The classes in the layout component serve somewhat like a strong type to tell the physical/logical layouts apart (with classes in the layout component containing the actual layout).
- Basic operations
We anticipate that users will minimally want to be able to retrieve the state stored in the classes. Aside from that we anticipate use cases involving:
Composition. As tensors are composed into expressions, so too will be their layouts.
Toggle the on-the-fly nature of tiles
Change the representation/ownership
Out of Scope
- Tiling Process
The actual process of tiling a shape is assumed to be done elsewhere. The layout component will hold the resulting tiled shape.

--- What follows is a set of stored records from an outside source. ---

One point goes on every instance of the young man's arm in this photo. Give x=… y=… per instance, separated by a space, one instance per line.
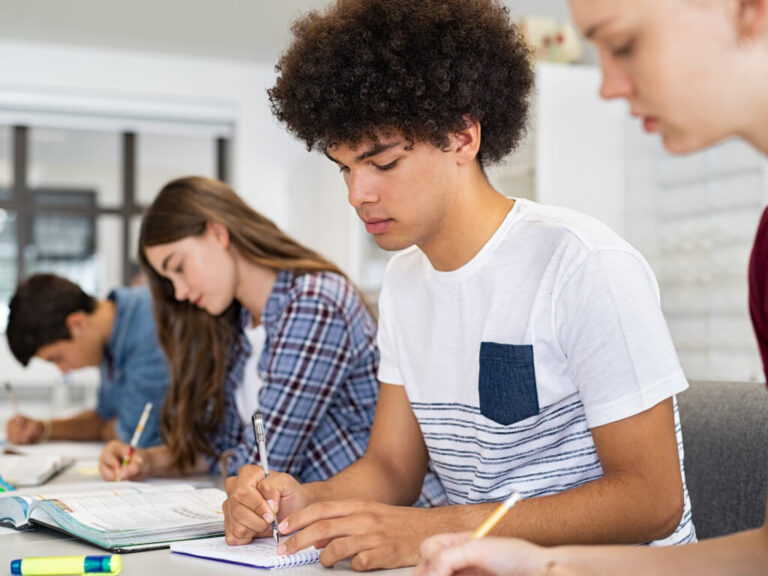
x=639 y=499
x=391 y=471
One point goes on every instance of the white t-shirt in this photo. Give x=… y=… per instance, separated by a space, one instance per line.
x=554 y=327
x=247 y=394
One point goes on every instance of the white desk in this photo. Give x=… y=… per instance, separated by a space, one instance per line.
x=43 y=542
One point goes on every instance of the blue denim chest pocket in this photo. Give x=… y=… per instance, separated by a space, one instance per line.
x=507 y=382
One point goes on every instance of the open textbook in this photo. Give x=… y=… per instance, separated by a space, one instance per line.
x=260 y=553
x=119 y=516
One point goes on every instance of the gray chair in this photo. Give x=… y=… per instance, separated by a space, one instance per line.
x=725 y=436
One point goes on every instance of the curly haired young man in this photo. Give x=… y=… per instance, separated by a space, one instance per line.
x=522 y=346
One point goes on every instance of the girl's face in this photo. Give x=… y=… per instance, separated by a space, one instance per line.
x=676 y=62
x=201 y=268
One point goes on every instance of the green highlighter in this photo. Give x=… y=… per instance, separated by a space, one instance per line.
x=111 y=564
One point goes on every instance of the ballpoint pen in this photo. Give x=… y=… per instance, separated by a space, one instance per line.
x=111 y=564
x=261 y=440
x=12 y=397
x=497 y=515
x=137 y=433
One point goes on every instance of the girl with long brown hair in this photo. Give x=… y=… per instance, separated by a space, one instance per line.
x=216 y=267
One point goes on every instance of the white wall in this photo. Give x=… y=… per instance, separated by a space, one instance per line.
x=579 y=144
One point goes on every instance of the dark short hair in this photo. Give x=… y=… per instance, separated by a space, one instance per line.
x=414 y=67
x=38 y=313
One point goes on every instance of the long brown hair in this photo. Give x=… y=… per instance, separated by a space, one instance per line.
x=197 y=343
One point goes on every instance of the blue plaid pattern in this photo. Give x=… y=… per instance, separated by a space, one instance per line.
x=318 y=367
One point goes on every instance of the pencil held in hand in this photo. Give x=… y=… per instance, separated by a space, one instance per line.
x=137 y=433
x=497 y=515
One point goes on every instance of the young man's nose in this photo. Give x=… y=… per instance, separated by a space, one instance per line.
x=180 y=291
x=359 y=191
x=615 y=82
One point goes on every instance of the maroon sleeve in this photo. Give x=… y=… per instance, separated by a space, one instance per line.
x=758 y=288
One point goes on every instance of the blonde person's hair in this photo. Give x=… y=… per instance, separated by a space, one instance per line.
x=197 y=344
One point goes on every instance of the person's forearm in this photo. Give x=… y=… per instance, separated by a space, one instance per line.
x=609 y=510
x=85 y=426
x=370 y=478
x=743 y=554
x=605 y=511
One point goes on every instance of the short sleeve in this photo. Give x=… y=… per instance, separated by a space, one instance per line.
x=389 y=370
x=609 y=323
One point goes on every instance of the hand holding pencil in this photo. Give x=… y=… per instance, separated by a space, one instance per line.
x=120 y=461
x=448 y=554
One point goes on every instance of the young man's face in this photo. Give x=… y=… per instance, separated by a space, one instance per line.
x=84 y=348
x=402 y=191
x=70 y=354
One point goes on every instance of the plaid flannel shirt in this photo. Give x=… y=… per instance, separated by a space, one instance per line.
x=320 y=387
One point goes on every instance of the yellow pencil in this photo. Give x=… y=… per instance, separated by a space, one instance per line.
x=497 y=515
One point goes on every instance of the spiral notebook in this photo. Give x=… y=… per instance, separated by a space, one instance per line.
x=259 y=554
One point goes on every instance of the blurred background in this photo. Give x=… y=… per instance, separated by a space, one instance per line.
x=103 y=102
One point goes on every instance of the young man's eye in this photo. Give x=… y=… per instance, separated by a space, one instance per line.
x=387 y=166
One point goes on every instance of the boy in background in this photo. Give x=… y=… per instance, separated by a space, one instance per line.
x=53 y=319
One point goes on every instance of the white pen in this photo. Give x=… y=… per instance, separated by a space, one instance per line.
x=261 y=440
x=12 y=397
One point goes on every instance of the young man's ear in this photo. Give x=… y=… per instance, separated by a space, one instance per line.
x=76 y=323
x=218 y=232
x=751 y=19
x=467 y=142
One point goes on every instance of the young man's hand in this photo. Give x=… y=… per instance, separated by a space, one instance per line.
x=449 y=554
x=253 y=499
x=23 y=430
x=111 y=463
x=373 y=535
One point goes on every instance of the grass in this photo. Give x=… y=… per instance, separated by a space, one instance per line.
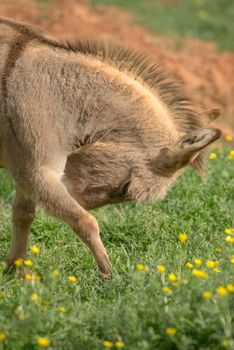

The best tilings rely on properties of the basis set. Often these properties are not readily available to the tensor, which is why tiling will likely need to occur outside TensorWrapper for the foreseeable future.
- Backend Selection
Arguably part of laying out the tensor is also choosing the backend to hold the data. The layout component tries to factor out as many of the layout considerations as possible into a backend independent layer. The actual selection of the backend is done in the allocator component (see Designing the Allocator).
Layout Design
Fig. 10 illustrates the major pieces of the layout component. The
base class of the component is the LayoutBase
class. This class defines the
common API and contains Shape
, Symmetry
, and Sparsity
objects.
Proposed APIs
Since TensorWrapper will in general be used in distributed contexts we assume
that users will typically be constructing Tiled
objects, which are
constructed by:
// Determining the actual shape is outside the concern of layout
auto shape = get_actual_shape();
// as is computing the symmetry and sparsity associated with it
auto [symmetry, sparsity] = update_symmetry_and_sparsity(shape);
// We anticipate that most users will create a Tiled object then set
// the tile properties
Tiled tl(shape, symmetry, sparsity);
tl.set_all_tiles(RowMajor); // All tiles will be vectorized in row-major
tl.set({0, 1}, ScalarType<float>{}); // Only tile 0,1 will use floats
tl.set({0, 1}, {10, 10}, GPU); // The {0,1} to {10,10} slice of tiles will be
// By default all tiles are stored, *i.e.*, they are NOT thrown away after
// use. To switch a tile (or tiles) to being built on-the-fly:
tl.do_not_store({0, 1});
tl.store({0, 2});
// We note that most backends do not actually support tile by tile layouts
// so the above operations are likely to lead to runtime errors when
// attempting to allocate the backend until support for mixed tile layouts
// is built into TensorWrapper itself.
By default all tiles will be stored, row major, ScalarType<double>
, and RAM
based. The distribution of the tiles (which process gets which tile is left to
the backend for now, but could eventually be set by mapping
ParallelZone::ResourceSet
objects to tile indices/ranges).
Declaring a MonoTile
object is conceptually similar except that the set
member does not need tile indices or ranges:
// Like TiledLayout construction, shape, symmetry, and sparsity must be made
// in advance for the Layout class
auto [shape, symmetry, sparsity] = get_inputs();
MonoTile l(shape, symmetry, sparsity);
l.set(RowMajor);
l.set(ScalarType<std::complex<double>>);
l.set(GPU);
Summary
- Reshape
The
Tiled
object holds aShape
object and is capable of storing an enum representing the vectorization strategy on a per tile basis.- Representation
The
Tiled
object holds what C++ type the scalars are on a per tile basis.- Ownership
The
Tiled
object allows the user to specify what process owns each tile, as well as where the tile is stored (e.g., RAM, disk, or GPU), and if it is even stored.- Distinction
This consideration is addressed by the existence of the
Tiled
andMonoTile
classes.- Basic operations
The API examples above demonstrate how users can perform the considered operations.